The architect of the improbable makeover is the 40-year-old Nasrallah, who took over as secretary-general after Israeli planes killed his predecessor and mentor, Sheik Abbas Musawi, in 1992. In a 90-minute interview, Nasrallah strongly emphasizes Hizballah's commitment to working within the political system and avoiding any provocation, including Hizballah's preference for an Islamic state, that might trigger a return of the 1975-90 Lebanese civil war. "We are for partnership," he says, "so that the Christians do not ignore the Muslims and the Muslims do not ignore the Christians." When it comes to discussing Israel, however, Nasrallah is vehement. "Let us be clear," he says. "In our opinion, the Jewish state is an illegitimate and illegal state and will remain so in the eyes of the Arab and Muslim people, even if it is 50 years, 100 years, 200 years." Nasrallah lost his eldest son, Mohammed Hadi, then 18, in the resistance, and has another currently at the front.
The "Lebanonization of Hizballah," as the trend is dubbed, is evident in Hizballah's efforts to improve the lot of its grass-roots base, the country's more than 1.5 million mostly impoverished Shi'ites. Far from fixating on Islamic law, Hizballah's representatives in parliament have busied themselves winning funding for projects that will benefit their constituents. One recent morning, as Hizballah fighters were launching attacks on Israeli outposts in southern Lebanon, a Hizballah M.P. was walking Lebanese journalists around Beirut to highlight the more mundane problem of potholes. Says Mohammed Baydoun, an M.P. for Amal, a rival Shi'ite party: "They are pragmatic. They understand the political game."
Will Hizballah play the game as well, once the resistance shine wears off? Evolving beyond the battlefield will demand geopolitical finesse--a tough requirement for any political group, to say nothing of holy warriors. U.S. diplomats say they regard Nasrallah's protestations of moderation with a very wary eye, and if the slippery rapprochement between Washington and Tehran ever gets traction, Iran might start writing smaller checks to the group. Deprived of that largesse, Hizballah would find its intra-Shi'ite rivalry tougher going against Amal, whose support from Syria, with its 30,000 troops in Lebanon, has helped it seat twice as many M.P.s as Hizballah. If Syria and Lebanon ever wind up at peace with Israel, Hizballah will be under intense pressure to disarm--by force if necessary.

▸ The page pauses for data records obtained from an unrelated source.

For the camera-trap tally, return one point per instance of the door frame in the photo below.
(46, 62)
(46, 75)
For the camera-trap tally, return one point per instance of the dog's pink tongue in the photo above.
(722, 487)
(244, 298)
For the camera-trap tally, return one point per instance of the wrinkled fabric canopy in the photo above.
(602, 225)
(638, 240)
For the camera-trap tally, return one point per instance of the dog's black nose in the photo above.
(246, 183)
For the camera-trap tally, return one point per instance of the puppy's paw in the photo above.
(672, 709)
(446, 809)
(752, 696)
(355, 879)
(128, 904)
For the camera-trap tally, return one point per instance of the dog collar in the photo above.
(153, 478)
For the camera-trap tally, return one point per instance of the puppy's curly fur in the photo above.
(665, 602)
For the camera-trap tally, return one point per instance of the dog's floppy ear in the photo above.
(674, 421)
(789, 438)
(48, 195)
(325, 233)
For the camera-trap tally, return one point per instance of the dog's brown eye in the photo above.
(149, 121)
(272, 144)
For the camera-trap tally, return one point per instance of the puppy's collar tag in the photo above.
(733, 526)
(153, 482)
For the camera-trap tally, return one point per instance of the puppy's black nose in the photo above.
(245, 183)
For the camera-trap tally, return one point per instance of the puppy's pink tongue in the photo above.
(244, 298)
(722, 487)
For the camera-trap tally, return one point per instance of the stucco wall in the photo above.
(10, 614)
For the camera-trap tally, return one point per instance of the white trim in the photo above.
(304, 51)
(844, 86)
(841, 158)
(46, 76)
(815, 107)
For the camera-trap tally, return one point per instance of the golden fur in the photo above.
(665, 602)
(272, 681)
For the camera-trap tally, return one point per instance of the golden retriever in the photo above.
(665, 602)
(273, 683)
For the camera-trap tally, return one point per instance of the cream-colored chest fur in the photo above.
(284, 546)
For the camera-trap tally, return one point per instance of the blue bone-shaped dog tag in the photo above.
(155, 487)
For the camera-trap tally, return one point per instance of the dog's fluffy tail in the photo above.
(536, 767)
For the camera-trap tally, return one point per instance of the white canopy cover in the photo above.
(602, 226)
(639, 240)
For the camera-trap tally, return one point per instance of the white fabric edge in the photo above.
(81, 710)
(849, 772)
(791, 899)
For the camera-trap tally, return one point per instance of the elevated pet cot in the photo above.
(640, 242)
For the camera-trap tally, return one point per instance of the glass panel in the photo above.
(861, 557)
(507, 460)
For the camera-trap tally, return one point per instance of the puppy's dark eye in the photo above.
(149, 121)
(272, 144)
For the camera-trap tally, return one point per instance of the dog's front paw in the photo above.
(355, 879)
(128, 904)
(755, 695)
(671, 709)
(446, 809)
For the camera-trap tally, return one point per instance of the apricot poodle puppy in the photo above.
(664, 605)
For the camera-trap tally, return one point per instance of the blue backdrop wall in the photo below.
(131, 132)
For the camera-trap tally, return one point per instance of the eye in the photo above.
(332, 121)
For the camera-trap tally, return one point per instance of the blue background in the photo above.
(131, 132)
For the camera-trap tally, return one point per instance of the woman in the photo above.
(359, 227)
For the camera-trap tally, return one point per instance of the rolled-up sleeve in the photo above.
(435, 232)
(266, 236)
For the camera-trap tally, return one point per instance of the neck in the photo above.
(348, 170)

With no peace, Hizballah still faces a serious dilemma. If the impasse in negotiations with Israel persists, as indicated by President Clinton's failed talks in Geneva last week with Syrian President Hafez Assad, Syria may eventually sanction new Hizballah attacks to pressure Israel for concessions. Yet if Hizballah cooperates with such wishes, the Israeli reprisal bombings that would surely follow might alienate legions of Hizballah's hard-won Lebanese supporters. What is not in doubt is that Hizballah's well-trained and well-equipped fighters will fight on, if told to do so. "When the Israelis leave, we will celebrate by thanking God for our victory," says Said Kassem, 32, a Hizballah guerrilla since he was 18, as he sits by a waterfall near the Iklim al Toufah battle zone. "Then we will wait for our leaders to tell us the next step."